Now the old bunker has been given a second lease of life as a holiday home, complete with a kitchen, two bedrooms and stunning views over Dorset’s Jurassic Coast – and has proved a hit with holidaymakers, booking it up for the summer.
The former World War II bunker used to be a radar headquarters, but has now been converted into a holiday home
New ‘explosion holes’ have been created to give the former military fort stunning views over Dorset’s Jurassic Coast
And inside it is fully equipped, including a modern kitchen, underfloor heating and wifi
Camouflaged into the hillside, it stands on land owned by dairy farmer Johnnie Russel, whose family has owned the lot for over 400 years.
The Grade II listed fortress was almost completely hidden from view and from the outside looked like a grassy knoll.
Mr Russell obtained planning permission last year to convert it into a new holiday residence, which now features bi-folding patio doors that flood the once damp and dark space with light.
Known as the ‘Transmitter Bunker’, the unique holiday rental sleeps up to four people in two bedrooms and prices start from £702 for two nights.
It opened to holidaymakers through Sykes Cottages in April and is already fully booked for July, August and September, with only a handful of nights left in June.
The bunker has an open plan living and dining area, kitchen, a twin bedroom, a bunk bedroom and a shower room.
Unlike the once spartan wartime facilities, the bunker now has underfloor heating, a smart TV, wifi and modern kitchen appliances including a dishwasher.
But as it’s been transformed, there are nods to its past life, with the concrete walls kept bare throughout and exposed plumbing and lighting.
The new summer house has proved a great success with holidaymakers, who have booked it for the whole of July, August and September
Inside, the bunker has two bedrooms, one with two single beds and one with a bunk bed
The bunker was once tucked away and overgrown. Now it has been overhauled and transformed into a new summer house
Architect Jonathan Plant said they were trying to celebrate the historical significance of the structure.
He said: “It is essential for us to ensure that everyone staying in the bunker can understand the history and original purpose of the building.”
The bunker was part of the ‘Chain Home’ ring, the world’s first warning radar network and the first military radar system to reach operational status.
The pioneering technology proved crucial during the opening salvos of the war and provided a lifeline during the Battle of Britain, helping to track down enemy bombers.
The towering metal structures and their bunkers were used to determine the direction of Nazi fighter jets, allowing RAF fighters to intercept them.
Work has already begun on a second bunker on Mr Russell’s land, which is much larger but will have a similar look and feel.
A spokesperson for Sykes Cottage said: ‘Discover this lovingly restored, unique former bunker, tucked away in the rural setting of the Dorset Area of Outstanding Natural Beauty in Ringstead Bay near Preston, Dorset.

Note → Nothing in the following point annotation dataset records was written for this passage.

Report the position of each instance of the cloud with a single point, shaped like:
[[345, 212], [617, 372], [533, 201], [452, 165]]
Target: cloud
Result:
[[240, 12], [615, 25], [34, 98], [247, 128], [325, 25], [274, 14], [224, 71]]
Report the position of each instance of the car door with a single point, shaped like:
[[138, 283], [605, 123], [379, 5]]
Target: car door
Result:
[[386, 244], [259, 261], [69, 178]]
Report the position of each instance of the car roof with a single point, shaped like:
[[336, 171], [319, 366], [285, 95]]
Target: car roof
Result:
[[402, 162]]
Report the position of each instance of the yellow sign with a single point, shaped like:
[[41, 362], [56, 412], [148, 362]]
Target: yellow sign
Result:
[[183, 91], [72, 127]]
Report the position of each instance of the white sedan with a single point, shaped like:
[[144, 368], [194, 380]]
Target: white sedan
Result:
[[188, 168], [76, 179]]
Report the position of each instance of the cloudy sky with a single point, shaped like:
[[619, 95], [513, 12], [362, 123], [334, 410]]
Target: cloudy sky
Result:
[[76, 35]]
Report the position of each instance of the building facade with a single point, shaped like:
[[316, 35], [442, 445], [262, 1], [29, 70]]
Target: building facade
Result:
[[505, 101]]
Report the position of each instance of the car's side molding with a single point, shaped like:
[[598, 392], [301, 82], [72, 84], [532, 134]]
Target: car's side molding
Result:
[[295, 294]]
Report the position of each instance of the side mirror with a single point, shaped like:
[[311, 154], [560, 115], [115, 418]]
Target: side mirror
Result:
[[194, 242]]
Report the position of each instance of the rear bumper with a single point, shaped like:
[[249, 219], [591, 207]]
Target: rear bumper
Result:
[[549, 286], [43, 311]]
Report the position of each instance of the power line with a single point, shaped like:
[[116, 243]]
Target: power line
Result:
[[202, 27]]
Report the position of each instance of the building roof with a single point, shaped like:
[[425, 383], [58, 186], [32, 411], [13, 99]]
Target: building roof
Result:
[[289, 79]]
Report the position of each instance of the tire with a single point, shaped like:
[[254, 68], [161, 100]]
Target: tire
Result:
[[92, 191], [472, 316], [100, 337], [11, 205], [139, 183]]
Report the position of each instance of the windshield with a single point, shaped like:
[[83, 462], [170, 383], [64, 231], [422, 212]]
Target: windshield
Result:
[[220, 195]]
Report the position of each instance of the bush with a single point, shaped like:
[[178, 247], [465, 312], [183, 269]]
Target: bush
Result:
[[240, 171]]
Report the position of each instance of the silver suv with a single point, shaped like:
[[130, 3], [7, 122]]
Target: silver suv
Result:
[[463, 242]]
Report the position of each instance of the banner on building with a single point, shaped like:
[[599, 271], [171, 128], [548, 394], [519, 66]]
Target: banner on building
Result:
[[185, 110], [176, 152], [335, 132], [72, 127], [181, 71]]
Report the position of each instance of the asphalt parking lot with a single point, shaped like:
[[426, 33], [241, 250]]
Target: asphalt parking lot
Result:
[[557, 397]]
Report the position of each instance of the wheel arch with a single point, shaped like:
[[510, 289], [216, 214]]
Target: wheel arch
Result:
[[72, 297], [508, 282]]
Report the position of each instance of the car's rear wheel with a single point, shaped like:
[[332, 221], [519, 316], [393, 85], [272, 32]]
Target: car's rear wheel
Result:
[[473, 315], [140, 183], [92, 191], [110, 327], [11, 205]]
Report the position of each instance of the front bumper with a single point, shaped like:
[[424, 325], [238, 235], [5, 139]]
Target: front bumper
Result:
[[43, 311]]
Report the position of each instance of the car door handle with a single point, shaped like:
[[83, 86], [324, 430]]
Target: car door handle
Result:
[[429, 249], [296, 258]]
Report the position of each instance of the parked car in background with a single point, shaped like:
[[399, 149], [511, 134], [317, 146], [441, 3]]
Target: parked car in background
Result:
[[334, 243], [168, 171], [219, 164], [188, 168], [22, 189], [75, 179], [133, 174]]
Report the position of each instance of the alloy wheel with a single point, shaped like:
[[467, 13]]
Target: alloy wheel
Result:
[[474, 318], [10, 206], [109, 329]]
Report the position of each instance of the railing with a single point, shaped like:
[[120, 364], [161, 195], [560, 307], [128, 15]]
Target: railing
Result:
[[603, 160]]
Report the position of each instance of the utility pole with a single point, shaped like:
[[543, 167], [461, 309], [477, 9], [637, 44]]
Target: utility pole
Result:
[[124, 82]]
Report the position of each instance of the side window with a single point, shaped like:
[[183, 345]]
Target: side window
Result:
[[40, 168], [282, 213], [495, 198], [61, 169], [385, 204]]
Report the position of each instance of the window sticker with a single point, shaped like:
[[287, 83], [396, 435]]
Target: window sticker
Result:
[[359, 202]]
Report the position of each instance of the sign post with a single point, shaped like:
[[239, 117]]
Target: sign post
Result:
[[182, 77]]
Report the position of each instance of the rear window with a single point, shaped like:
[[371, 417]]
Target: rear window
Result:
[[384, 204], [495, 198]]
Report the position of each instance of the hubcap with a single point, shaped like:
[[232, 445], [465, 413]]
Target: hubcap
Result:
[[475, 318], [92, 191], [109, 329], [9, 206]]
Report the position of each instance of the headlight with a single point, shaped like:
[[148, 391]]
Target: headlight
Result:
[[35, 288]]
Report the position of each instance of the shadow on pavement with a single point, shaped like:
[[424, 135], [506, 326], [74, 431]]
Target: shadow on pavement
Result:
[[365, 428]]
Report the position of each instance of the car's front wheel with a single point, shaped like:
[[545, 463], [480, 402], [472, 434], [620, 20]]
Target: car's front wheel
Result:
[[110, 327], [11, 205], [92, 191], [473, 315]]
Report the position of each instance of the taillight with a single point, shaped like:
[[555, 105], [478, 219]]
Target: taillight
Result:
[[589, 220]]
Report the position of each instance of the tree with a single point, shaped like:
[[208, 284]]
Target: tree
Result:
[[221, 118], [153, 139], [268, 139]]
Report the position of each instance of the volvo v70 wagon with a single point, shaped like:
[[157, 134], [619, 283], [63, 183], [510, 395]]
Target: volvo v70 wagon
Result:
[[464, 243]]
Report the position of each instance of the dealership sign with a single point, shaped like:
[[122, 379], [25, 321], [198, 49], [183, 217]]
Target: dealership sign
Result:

Abandoned for many years, the station was once part of the Chain Home network of early-warning radar centers in World War II and later, in the 1950s, an early-Cold War alert station. The bunker is pictured before it was refurbished
‘You can practically feel the history emanating from every part of the property with original features throughout.
‘The renovation took into account the fact that the bunker is listed as a monument, while retaining the original concrete walls and other features.
‘The transmitter bunker is in the middle of the owner’s dairy farm, two fields away from the sea.
‘With all ground floor accommodation, stunning sea views and an abundance of character, The Transmitter Bunker welcomes four guests to experience the ultimate quirky Dorset retreat.’